Weihnachten ist in diesem Jahr irgendwie kaputt: Kein Treffen mit Freunden am Glühweinstand, keine Nikolausfeier der Kinder in Kindergarten und Schule, keine Weihnachtsfeier im Büro, kein Gedränge in den Läden der Innenstädte auf der Suche nach Geschenken, kein Heilig Abend mit Oma und Opa oder den Eltern, kein Verwandten-Hopping an den Feiertagen - alles ist anders an Weihnachten im Corona-Jahr 2020, alles doof. Nicht ganz. Denn das Theater Wasserburg hat sich etwas einfallen lassen, ein Geschenk, bei dem niemand Gefahr läuft, die AHA-Regeln zu missachten, und Potenzial hat, dieses komische Weihnachten doch noch zu einem wahrhaftigen Schmankerl werden zu lassen: Eine Hörspiel-Inszenierung der Theater-Komödie "Pension Schöller".

In seiner Urfassung stammt der Dreiakter von Carl Laufs und Wilhelm Jacoby. In Berlin wurde das Stück vor mehr als einem Jahrhundert, nämlich im Jahr 1890, zum ersten Mal aufgeführt. Die Komödie erzählt von dem Rentier Philipp Klapproth - nicht zu verwechseln mit dem Rudolph-Rentier vom Weihnachtsmann -, der seinem Neffen finanzielle Unterstützung in Aussicht stellt. Einzige Bedingung: Dieser müsse ihm den Besuch einer "Kuranstalt für Nervöse" verschaffen, also zu einem Haus, wo Menschen leben, bei denen es im "Oberstübchen" nicht ganz rund läuft.

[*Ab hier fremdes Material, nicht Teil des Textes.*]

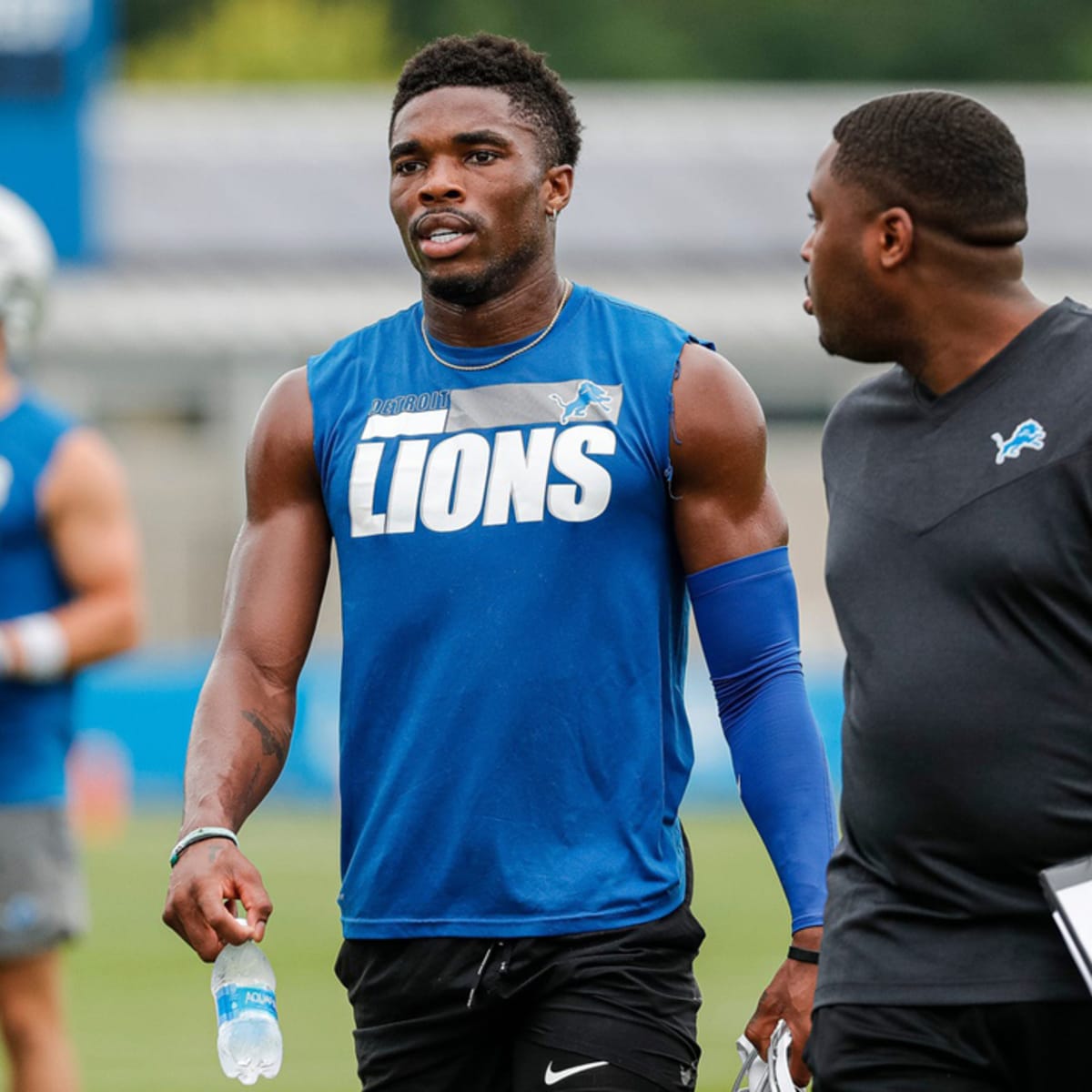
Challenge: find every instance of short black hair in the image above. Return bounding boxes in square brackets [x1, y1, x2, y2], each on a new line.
[830, 91, 1027, 246]
[391, 34, 581, 167]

Denn dann könnte er, Philipp Klapproth, endlich mal mit einer richtig guten Geschichte am Stammtisch auftrumpfen. In seiner Not sagt der Neffe zu, obwohl er keinen Zugang zu einer solchen Anstalt hat. Stattdessen macht er seinen Onkel mit den, nun ja, extravaganten Bewohnern einer Pension bekannt, der Pension Schöller. Denn, so besagt es die Hörspiel-Fassung vom Stück: "Es ist doch meistens im normalen Leben schon schwer, zu unterscheiden, wer bekloppt ist, und wer nicht."

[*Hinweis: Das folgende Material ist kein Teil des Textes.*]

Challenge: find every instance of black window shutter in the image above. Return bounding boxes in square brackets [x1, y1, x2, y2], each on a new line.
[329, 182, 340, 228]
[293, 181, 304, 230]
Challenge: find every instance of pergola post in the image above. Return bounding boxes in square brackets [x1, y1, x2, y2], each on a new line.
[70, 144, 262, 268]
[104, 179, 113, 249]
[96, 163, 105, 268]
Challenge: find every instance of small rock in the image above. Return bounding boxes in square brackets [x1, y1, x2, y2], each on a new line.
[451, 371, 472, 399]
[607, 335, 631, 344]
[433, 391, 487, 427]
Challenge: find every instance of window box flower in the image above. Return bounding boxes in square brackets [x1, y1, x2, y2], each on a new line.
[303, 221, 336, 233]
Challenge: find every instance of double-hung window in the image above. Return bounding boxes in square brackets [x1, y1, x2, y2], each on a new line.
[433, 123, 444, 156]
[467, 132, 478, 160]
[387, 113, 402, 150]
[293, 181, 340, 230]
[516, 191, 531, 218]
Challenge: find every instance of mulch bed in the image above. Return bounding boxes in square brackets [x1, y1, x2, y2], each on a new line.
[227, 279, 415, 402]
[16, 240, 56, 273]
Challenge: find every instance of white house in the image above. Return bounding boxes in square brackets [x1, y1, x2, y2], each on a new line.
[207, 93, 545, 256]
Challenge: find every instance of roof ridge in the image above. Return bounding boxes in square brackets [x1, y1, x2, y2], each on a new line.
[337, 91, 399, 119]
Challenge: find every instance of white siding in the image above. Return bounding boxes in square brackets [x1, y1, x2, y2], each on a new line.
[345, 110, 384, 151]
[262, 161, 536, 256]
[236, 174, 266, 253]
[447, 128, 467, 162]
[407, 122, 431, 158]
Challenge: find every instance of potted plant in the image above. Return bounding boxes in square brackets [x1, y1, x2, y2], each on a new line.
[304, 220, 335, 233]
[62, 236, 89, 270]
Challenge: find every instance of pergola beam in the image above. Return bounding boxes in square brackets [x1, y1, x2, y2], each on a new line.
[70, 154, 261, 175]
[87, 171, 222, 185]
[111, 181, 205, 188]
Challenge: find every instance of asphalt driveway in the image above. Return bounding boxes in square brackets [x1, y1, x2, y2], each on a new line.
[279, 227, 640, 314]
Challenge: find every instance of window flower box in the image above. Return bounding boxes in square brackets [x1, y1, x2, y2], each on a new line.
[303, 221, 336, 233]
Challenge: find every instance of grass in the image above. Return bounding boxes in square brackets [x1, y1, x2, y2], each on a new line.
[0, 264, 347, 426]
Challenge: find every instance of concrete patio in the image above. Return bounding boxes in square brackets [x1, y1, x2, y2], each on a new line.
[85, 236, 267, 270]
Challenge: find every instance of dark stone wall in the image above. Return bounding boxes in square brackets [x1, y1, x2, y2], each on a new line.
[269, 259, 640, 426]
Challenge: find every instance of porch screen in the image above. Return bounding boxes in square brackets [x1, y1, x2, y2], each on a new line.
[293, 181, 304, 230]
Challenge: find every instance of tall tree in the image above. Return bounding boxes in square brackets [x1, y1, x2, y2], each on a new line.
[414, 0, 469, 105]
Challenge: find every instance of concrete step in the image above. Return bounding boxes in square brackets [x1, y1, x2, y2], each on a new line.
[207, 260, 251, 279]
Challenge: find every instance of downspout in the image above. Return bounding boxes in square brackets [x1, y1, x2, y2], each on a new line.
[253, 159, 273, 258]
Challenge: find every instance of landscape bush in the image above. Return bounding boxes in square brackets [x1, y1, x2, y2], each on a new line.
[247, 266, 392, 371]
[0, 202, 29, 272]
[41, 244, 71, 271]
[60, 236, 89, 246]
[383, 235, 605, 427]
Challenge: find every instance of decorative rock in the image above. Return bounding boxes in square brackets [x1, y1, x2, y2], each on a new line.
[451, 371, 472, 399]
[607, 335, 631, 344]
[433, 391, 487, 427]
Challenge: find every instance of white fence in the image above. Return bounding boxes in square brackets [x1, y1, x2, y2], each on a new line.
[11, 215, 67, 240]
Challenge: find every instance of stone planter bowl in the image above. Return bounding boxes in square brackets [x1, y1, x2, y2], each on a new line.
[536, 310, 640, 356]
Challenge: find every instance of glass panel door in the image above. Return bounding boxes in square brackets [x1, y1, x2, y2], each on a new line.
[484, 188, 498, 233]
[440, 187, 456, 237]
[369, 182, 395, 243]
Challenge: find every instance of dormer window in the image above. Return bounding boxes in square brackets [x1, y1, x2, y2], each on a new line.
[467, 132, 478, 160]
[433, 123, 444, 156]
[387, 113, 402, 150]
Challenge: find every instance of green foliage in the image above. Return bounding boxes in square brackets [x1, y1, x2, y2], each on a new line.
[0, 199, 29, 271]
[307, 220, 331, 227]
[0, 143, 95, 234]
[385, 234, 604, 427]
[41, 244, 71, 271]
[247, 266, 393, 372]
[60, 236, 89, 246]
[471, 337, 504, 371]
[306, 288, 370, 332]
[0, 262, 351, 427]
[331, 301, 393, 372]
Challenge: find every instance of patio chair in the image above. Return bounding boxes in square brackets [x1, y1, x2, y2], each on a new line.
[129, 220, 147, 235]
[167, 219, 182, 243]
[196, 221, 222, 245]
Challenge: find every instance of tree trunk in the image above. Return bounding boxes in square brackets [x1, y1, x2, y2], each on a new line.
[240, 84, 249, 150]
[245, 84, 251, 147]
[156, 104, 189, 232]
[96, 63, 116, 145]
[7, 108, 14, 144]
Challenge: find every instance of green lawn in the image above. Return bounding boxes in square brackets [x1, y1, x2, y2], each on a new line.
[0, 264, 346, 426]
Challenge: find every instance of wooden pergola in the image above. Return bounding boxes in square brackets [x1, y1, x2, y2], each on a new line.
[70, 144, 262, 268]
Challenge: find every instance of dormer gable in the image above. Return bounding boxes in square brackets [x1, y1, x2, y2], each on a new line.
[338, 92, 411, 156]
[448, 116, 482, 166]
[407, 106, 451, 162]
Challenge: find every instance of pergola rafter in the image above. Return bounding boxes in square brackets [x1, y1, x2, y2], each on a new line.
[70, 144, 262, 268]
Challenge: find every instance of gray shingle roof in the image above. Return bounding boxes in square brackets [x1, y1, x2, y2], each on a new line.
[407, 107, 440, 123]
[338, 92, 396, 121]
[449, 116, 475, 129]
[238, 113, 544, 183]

In der Inszenierung von Nik Mayr feierte "Pension Schöller" im November 2019 seine Premiere - damals, als Theaterensembles noch gefahrenlos vor Publikum spielen konnten. Im Frühjahr 2020 durchkreuzte Corona die restliche Spielzeit, das Theater Wasserburg erklärte im April die komplette Spielzeit vorzeitig für beendet. Im Herbst konnte das Ensemble vier Wochen lang unter Corona-Auflagen spielen, bevor die Türen von der Politik ein zweites Mal geschlossen wurden. Wann es wieder weiter gehen kann - wer weiß das schon. Ist das Hörspiel also so eine Art Notnagel?

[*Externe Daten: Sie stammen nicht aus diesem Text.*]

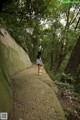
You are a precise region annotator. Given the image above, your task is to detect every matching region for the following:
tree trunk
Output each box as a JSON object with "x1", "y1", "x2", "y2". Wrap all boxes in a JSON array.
[{"x1": 65, "y1": 36, "x2": 80, "y2": 75}]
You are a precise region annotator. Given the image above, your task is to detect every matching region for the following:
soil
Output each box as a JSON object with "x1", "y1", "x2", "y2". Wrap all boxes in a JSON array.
[{"x1": 12, "y1": 65, "x2": 66, "y2": 120}]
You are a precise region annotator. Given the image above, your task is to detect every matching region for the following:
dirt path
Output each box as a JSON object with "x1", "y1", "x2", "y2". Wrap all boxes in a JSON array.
[{"x1": 12, "y1": 65, "x2": 65, "y2": 120}]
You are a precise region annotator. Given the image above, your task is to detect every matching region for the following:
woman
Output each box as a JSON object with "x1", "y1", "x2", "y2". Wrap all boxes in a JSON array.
[{"x1": 36, "y1": 51, "x2": 44, "y2": 75}]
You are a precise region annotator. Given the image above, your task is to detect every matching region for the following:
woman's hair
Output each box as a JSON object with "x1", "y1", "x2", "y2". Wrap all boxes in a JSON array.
[
  {"x1": 38, "y1": 51, "x2": 41, "y2": 55},
  {"x1": 37, "y1": 51, "x2": 41, "y2": 58}
]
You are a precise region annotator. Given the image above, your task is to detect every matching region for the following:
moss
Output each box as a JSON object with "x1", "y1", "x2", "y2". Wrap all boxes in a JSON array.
[{"x1": 0, "y1": 54, "x2": 12, "y2": 116}]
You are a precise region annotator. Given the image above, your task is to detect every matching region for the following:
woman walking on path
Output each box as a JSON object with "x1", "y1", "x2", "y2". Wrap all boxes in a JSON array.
[{"x1": 36, "y1": 51, "x2": 44, "y2": 75}]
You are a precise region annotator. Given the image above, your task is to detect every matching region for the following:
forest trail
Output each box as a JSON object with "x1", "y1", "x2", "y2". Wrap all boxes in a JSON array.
[{"x1": 12, "y1": 65, "x2": 66, "y2": 120}]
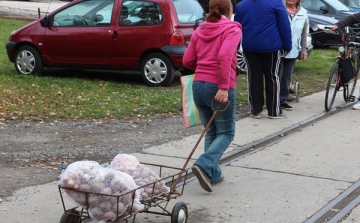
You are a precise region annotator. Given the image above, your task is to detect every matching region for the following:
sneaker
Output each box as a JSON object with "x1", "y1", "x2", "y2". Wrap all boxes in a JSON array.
[
  {"x1": 250, "y1": 112, "x2": 262, "y2": 119},
  {"x1": 352, "y1": 100, "x2": 360, "y2": 110},
  {"x1": 211, "y1": 175, "x2": 224, "y2": 186},
  {"x1": 191, "y1": 164, "x2": 212, "y2": 192},
  {"x1": 269, "y1": 112, "x2": 287, "y2": 119},
  {"x1": 281, "y1": 103, "x2": 293, "y2": 111}
]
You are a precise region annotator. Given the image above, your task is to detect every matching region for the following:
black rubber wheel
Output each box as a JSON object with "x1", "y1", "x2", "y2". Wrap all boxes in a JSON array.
[
  {"x1": 14, "y1": 46, "x2": 43, "y2": 74},
  {"x1": 325, "y1": 58, "x2": 340, "y2": 111},
  {"x1": 171, "y1": 202, "x2": 188, "y2": 223},
  {"x1": 344, "y1": 53, "x2": 360, "y2": 102},
  {"x1": 141, "y1": 53, "x2": 175, "y2": 87},
  {"x1": 60, "y1": 211, "x2": 81, "y2": 223}
]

Das kommt darauf an, wie man die Sache betrachtet: Ein Notnagel, der zumindest ein bisschen Geld in die ansonsten vermutlich recht mau aussehenden Theaterkassen spült, das ist das Hörspiel nicht. Theaterleiter Uwe Bertram und sein Team haben das Stück zum kostenlosen Stream und Download auf die Theater-Webseite gestellt. Einem lokalen Radiosender in Rosenheim haben sie das Hörvergnügen kostenfrei zur Verfügung gestellt; in naher Zukunft wird es dort wohl auch ausgestrahlt, wie Bertram sagt.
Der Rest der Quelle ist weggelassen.